What are the Are Magica and Elder Scrolls categories? I am not familiar with them.
Ars Magica splits classical magic into five techniques and ten forms, with a spell being primarily of one technique and one form (with possible secondary techniques and/or forms applying as limitations).
The five techniques are: Creo (creation), Intellego (understanding and perception), Muto (change), Perdo (destruction) and Rego (control).
The ten forms are: Animal (self-explanatory), Aquam (water and ice), Auram (air), Corpus (body), Herbam (plant), Ignem (fire), Imaginem (illusions), Mentem (thoughts), Terram (earth) and Vim (raw magic energy, also summoning).
Elder Scrolls magic is all about effects : Alteration, Conjuration, Destruction, Illusion, Mysticism, Restoration. The skills of Alchemy and Enchanting round out the magical abilities.
Another interesting idea could be to have several different classifications depending on the magic tradition (e.g. the mages of the Empire in Warhammer have split their magic into eight colors, but that distinction makes no sense for the orcs - and for good reason, since the imperial codification was designed by an elf who used it to safeguard human practitioners from corruption by chaos by limiting their exposure to different 'winds' of magic). In this case, classification only makes sense for the tradition that designed it, and other traditions might have other classifications that *also* work.
I would really love to do something like this! Unfortunately it is bad enough trying to separate spells out into one set of categories and spell costs, doing it multiple times for different cultures/traditions is just too much work for me.
Practically, you would want to separate by lists and not by individual spells in order to make your work easier, but I agree that, theoretically, each spell should be examined on its own, since two spells in the same list could end up being in different categories because lists don't necessarily follow the same classification logic.
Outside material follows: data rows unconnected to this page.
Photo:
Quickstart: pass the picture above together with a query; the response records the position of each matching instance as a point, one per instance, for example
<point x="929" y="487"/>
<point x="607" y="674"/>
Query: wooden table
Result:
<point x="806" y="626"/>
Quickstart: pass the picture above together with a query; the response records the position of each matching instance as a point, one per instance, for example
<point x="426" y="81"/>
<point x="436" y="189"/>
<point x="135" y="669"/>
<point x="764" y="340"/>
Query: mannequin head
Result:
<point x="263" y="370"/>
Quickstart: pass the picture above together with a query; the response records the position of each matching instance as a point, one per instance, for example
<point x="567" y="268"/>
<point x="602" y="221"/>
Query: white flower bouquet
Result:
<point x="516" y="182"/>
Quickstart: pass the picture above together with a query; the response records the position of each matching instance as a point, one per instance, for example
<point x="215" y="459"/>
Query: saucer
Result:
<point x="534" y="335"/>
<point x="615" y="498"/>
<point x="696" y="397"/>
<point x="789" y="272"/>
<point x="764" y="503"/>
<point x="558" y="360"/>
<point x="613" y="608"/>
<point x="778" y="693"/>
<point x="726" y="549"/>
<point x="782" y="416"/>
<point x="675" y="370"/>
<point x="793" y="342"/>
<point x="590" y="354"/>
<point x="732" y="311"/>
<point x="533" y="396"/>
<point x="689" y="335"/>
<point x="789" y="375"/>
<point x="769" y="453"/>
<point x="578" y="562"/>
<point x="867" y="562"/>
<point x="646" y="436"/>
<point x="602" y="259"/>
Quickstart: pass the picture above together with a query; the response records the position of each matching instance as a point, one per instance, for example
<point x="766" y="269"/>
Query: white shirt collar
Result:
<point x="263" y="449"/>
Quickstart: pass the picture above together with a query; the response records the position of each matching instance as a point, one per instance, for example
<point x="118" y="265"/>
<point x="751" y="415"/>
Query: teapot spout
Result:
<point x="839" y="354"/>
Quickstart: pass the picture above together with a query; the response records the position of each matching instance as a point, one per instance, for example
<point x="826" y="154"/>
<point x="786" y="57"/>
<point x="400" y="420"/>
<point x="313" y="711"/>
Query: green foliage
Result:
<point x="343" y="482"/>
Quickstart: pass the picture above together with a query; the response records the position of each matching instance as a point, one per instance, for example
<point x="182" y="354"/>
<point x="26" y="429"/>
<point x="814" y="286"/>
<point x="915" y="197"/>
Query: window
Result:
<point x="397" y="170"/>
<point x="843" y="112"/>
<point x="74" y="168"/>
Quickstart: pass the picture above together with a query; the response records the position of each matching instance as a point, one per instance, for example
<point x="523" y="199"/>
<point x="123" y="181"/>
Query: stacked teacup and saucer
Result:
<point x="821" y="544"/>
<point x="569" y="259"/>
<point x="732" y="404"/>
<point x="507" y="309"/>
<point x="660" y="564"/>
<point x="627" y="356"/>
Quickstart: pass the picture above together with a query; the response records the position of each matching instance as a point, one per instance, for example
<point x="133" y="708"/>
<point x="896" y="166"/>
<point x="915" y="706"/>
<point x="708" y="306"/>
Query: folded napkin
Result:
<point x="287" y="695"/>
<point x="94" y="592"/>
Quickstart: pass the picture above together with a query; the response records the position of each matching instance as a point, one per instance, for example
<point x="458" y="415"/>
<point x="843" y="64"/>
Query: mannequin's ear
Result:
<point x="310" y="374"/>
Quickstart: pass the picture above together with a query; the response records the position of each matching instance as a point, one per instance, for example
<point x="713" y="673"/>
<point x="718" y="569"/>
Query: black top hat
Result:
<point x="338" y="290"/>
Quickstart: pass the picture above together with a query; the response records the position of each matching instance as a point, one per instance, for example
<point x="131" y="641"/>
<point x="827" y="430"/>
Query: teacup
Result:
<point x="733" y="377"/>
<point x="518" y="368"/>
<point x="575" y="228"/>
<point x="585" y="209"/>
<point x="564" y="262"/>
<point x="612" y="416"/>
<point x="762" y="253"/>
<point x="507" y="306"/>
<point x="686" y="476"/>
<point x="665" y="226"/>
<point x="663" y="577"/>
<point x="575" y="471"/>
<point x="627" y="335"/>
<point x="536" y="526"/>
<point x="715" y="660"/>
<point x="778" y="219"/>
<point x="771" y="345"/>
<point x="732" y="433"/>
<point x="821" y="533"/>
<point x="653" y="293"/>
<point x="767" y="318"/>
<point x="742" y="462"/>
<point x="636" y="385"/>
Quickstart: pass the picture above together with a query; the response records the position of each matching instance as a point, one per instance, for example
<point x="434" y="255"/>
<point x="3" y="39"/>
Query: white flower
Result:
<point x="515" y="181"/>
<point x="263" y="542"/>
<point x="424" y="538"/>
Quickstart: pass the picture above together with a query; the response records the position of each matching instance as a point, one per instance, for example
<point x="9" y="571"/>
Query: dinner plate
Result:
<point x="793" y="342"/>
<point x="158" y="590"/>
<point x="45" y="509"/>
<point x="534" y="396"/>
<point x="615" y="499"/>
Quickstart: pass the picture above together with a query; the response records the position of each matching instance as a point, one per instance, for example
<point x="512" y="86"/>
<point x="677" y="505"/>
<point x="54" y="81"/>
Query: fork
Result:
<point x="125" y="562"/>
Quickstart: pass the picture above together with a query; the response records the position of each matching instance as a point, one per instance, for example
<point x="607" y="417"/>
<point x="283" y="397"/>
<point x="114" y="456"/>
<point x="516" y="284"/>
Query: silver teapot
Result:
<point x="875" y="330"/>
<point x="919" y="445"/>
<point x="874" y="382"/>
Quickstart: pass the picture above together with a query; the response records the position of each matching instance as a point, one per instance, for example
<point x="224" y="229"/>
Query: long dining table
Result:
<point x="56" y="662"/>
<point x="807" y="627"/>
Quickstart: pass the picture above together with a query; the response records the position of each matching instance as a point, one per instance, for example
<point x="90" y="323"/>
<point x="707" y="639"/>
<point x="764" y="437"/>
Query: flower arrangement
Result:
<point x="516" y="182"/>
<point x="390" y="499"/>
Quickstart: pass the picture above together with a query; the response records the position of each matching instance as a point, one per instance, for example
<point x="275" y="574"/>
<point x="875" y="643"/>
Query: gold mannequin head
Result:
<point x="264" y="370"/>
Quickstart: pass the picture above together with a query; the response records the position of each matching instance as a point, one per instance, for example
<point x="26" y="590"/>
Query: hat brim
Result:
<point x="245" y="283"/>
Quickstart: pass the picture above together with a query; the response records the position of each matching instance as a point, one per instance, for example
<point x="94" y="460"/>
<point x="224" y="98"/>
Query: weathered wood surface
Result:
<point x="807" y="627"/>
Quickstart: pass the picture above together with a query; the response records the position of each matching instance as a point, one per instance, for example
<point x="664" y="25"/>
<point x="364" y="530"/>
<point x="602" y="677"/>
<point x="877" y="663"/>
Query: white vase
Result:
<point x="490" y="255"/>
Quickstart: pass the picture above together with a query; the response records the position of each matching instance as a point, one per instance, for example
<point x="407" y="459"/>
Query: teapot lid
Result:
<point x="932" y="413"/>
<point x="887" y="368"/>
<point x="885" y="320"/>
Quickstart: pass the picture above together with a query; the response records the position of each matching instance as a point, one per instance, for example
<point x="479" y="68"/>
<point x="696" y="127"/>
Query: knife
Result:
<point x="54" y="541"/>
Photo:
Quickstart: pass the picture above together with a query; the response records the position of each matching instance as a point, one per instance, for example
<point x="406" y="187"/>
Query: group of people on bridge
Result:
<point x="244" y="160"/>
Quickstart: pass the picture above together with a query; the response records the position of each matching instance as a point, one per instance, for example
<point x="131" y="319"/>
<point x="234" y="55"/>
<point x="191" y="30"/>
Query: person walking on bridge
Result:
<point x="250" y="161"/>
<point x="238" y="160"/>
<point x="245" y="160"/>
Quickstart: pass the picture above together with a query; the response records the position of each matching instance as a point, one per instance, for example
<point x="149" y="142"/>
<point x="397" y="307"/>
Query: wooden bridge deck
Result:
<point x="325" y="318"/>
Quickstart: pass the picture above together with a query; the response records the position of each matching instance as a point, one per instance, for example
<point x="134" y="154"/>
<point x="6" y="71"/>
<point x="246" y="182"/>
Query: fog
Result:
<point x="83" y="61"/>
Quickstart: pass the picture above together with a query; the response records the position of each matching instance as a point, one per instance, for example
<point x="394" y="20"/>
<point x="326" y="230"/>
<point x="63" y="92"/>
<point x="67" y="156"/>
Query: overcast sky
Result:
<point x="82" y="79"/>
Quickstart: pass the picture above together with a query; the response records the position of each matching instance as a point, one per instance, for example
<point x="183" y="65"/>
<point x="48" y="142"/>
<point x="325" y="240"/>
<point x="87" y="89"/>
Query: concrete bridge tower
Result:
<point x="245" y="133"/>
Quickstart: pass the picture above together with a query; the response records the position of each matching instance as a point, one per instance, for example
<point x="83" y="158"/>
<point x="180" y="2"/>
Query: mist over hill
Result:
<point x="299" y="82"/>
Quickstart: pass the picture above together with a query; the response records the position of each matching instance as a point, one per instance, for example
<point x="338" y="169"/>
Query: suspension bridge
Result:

As for traditions, you can always find inspiration in the old standards (of RPGs, at least):
- "asian" tradition would be that of the five elements. Sub-traditions would have different element sets. Think Legend of the Five Rings, for instance, but other RPGs of asian inspiration would help as well.
- "classical" occidental tradition would split between elemental (with four classical elements) and spiritual (with four humours which would likely correspond with the type of spirits - demons, ghosts, the fey, and spirits of man for instance).
- "native" tradition would split between a number of iconic great spirits - think native american (either north, meso, or south native americans, who would have very different 'gods'). In this kind of tradition, the distinction between magic and religion does not really exist since magic comes from the greater entities which are gods.
- I don't really know the oriental (near and middle east, mostly arabian in inspiration) magic split, but I would assume that, once again, religion would play a significant role, albeit in a very different way (probably with a quasi-scientific bias - science, religion and magic were all but thee facets of the same stone).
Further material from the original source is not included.